Overall, prices were stable compared to a year ago, with six of the survey’s 16 items being lower in price.
An over-supply of milk continues to have a dampening effect on the price Wisconsin dairy farmers receive for their milk. The reduced price continues to be passed on to shoppers. The price of a gallon of whole milk dropped 8.9 percent (from $3.25 to $2.96) from last year’s survey.
White bread and sliced deli ham also saw price decreases of $0.20 (or 11 percent) and $0.17 (or 3.3 percent), respectively, compared to last year.
State vs. national
Wisconsin’s $50.14 Marketbasket Survey is $0.91 less than the American Farm Bureau Federation’s national survey of the same 16 food items. AFBF’s survey rang in at $51.05 (1.8 percent difference).
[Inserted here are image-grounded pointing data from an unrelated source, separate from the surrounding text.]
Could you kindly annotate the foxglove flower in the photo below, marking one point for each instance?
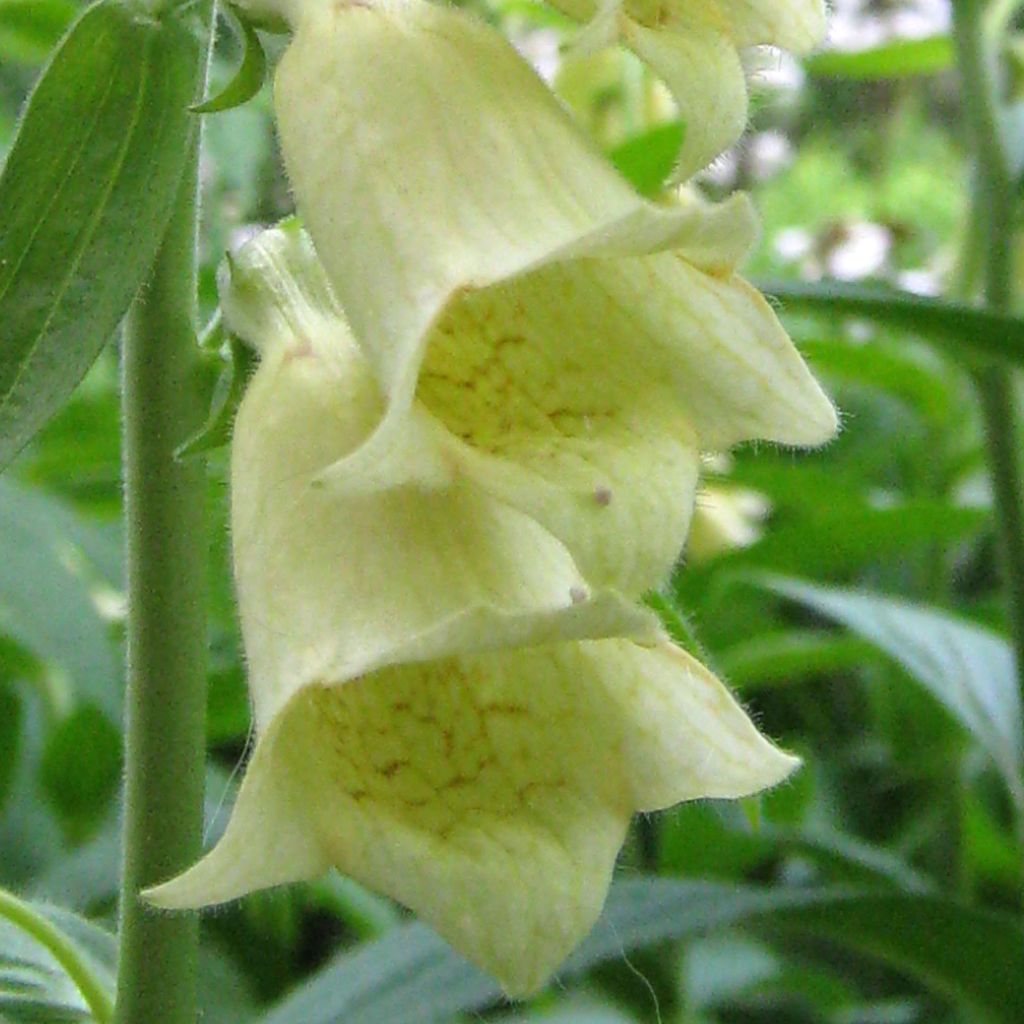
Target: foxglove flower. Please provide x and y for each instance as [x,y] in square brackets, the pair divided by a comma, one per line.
[695,47]
[471,445]
[441,711]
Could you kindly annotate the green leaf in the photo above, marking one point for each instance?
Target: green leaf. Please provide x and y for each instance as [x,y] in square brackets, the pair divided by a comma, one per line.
[248,79]
[45,600]
[897,59]
[647,160]
[791,656]
[968,669]
[85,196]
[54,966]
[962,329]
[30,29]
[81,770]
[411,974]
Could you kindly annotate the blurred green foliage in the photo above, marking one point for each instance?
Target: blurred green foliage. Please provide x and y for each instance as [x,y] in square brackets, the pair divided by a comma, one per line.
[861,621]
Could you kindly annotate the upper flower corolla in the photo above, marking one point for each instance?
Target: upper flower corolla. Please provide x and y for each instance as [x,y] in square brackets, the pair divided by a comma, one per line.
[695,47]
[442,709]
[498,273]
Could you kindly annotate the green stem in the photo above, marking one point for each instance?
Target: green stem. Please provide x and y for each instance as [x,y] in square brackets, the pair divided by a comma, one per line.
[993,211]
[77,967]
[166,694]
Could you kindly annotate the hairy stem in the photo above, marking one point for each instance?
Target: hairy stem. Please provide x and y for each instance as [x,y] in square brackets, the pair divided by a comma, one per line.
[166,694]
[993,211]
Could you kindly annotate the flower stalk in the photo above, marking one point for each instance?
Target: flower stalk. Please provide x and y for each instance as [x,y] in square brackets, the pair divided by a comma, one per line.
[166,635]
[992,215]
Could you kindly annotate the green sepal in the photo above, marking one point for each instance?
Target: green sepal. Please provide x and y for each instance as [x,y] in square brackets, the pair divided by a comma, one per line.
[248,79]
[216,432]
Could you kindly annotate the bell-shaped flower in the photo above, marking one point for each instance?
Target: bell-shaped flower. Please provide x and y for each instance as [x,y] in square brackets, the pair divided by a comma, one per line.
[443,711]
[469,229]
[695,47]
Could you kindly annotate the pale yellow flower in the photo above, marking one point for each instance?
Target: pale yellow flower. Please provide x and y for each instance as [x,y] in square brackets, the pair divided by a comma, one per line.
[448,502]
[695,46]
[426,720]
[726,517]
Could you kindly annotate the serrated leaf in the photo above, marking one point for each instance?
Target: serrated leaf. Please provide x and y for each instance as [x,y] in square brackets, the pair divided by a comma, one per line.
[901,58]
[961,329]
[85,196]
[970,670]
[247,81]
[411,974]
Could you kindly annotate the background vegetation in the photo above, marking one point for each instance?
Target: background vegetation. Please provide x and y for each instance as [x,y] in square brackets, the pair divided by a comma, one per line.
[851,595]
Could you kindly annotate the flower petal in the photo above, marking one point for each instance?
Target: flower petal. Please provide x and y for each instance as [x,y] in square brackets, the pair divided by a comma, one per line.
[477,179]
[491,794]
[453,568]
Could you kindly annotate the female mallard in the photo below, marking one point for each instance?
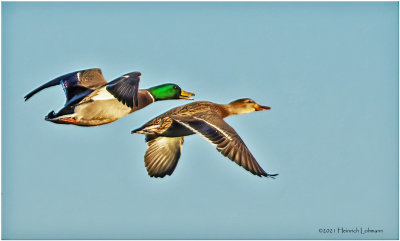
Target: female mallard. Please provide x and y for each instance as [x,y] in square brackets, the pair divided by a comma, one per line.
[92,101]
[165,134]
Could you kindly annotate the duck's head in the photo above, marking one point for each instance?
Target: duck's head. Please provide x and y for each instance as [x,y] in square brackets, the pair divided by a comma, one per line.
[169,92]
[244,106]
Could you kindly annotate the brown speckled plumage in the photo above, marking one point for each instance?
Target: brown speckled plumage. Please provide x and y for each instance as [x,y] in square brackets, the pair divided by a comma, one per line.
[166,132]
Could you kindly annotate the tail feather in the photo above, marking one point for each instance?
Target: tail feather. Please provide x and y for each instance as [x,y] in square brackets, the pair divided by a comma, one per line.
[44,86]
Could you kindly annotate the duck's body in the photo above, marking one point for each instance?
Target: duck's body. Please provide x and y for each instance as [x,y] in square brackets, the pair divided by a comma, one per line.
[92,101]
[165,135]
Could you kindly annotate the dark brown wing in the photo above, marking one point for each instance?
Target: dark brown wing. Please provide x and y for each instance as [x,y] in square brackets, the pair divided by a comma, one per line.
[125,88]
[162,155]
[211,126]
[76,85]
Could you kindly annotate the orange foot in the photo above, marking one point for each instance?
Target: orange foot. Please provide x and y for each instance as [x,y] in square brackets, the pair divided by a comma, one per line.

During the last three decades, retail grocery prices have gradually increased while the share of the average dollar spent on food that farm families receive has dropped. In the mid-1970s, farmers received about 33 percent of consumer retail food expenditures in grocery stores and restaurants. Since then that number has decreased steadily and is now about 16 percent, according to the U.S. Department of Agriculture. Using that percentage across the board, the farmer’s share of this quarter’s $50.14 grocery bill is $8.02.
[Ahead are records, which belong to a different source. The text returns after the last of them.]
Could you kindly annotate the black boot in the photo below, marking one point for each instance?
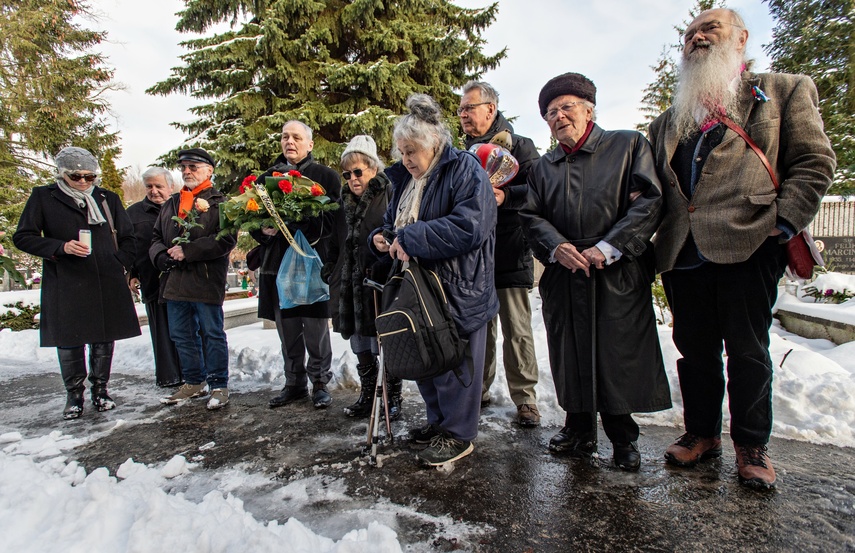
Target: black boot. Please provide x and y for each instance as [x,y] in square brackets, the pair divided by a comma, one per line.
[367,382]
[72,366]
[393,390]
[100,360]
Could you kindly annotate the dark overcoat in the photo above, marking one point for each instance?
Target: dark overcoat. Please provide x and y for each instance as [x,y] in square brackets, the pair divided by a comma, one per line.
[514,266]
[84,300]
[584,198]
[325,233]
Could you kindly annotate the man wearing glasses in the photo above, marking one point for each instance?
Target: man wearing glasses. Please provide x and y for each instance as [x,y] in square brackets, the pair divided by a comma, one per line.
[482,121]
[593,204]
[193,265]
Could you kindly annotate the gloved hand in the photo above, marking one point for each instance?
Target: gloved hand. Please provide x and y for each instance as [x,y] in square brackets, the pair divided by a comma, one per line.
[164,263]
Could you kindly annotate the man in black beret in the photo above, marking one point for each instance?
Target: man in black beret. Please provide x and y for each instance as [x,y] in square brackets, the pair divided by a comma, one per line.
[593,204]
[193,265]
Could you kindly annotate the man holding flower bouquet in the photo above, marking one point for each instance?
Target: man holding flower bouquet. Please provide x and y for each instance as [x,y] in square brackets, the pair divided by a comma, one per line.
[193,265]
[305,328]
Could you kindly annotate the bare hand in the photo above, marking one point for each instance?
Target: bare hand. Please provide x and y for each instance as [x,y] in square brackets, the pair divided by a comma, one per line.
[569,257]
[595,257]
[76,247]
[397,252]
[380,243]
[176,253]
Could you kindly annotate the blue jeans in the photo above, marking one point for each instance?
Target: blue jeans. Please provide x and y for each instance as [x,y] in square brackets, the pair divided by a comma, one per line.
[197,330]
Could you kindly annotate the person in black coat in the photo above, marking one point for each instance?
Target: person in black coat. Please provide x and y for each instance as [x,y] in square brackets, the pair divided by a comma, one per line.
[145,277]
[86,241]
[482,121]
[305,328]
[364,202]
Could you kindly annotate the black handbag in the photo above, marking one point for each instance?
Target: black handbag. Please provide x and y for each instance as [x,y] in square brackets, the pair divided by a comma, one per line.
[418,336]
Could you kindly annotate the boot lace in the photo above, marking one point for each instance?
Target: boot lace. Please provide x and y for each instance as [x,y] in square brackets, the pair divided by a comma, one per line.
[754,455]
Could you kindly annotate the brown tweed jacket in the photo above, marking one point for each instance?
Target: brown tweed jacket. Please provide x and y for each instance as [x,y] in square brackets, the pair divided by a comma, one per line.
[735,205]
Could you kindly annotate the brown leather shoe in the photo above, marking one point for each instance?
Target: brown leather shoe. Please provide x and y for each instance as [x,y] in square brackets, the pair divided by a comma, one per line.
[528,415]
[754,466]
[689,449]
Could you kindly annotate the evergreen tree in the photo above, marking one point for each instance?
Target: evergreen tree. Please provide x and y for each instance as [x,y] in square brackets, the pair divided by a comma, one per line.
[51,85]
[659,94]
[817,38]
[344,67]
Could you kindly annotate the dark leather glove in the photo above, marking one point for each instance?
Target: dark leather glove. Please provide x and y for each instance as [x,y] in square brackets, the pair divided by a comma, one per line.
[326,271]
[164,263]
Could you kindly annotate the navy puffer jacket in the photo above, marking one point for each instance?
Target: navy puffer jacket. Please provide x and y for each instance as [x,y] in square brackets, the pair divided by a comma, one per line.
[455,234]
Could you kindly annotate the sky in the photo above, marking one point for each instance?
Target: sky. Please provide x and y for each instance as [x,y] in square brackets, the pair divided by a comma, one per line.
[613,42]
[173,505]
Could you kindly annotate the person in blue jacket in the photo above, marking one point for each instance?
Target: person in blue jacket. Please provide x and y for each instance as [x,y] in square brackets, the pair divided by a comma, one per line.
[443,214]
The USDA says Americans will still spend approximately 10 percent of their disposable annual income on food, the lowest average in the world.
The Marketbasket Survey is a quarterly look at the trends in food pricing in Wisconsin in relation to changing farm prices, weather and wholesale and retail food marketing. In March, members of the Wisconsin Farm Bureau collected price samples of 16 basic food items in communities across Wisconsin.
The American Farm Bureau Federation’s Spring Picnic Marketbasket Survey showed the total cost of 16 food items that can be used to prepare one or more meals was $51.05, up $1.02 or 2 percent compared to a year ago. Of the 16 items surveyed, nine increased and seven decreased in average price.
Several foods showed modest retail price decreases from a year ago: whole milk, white bread, chicken breasts, toasted oat cereal, apples, potatoes and flour.
Milk decreased in price by 6 percent (20 cents per gallon) due to continued record production volumes in the United States and a very competitive beverage case.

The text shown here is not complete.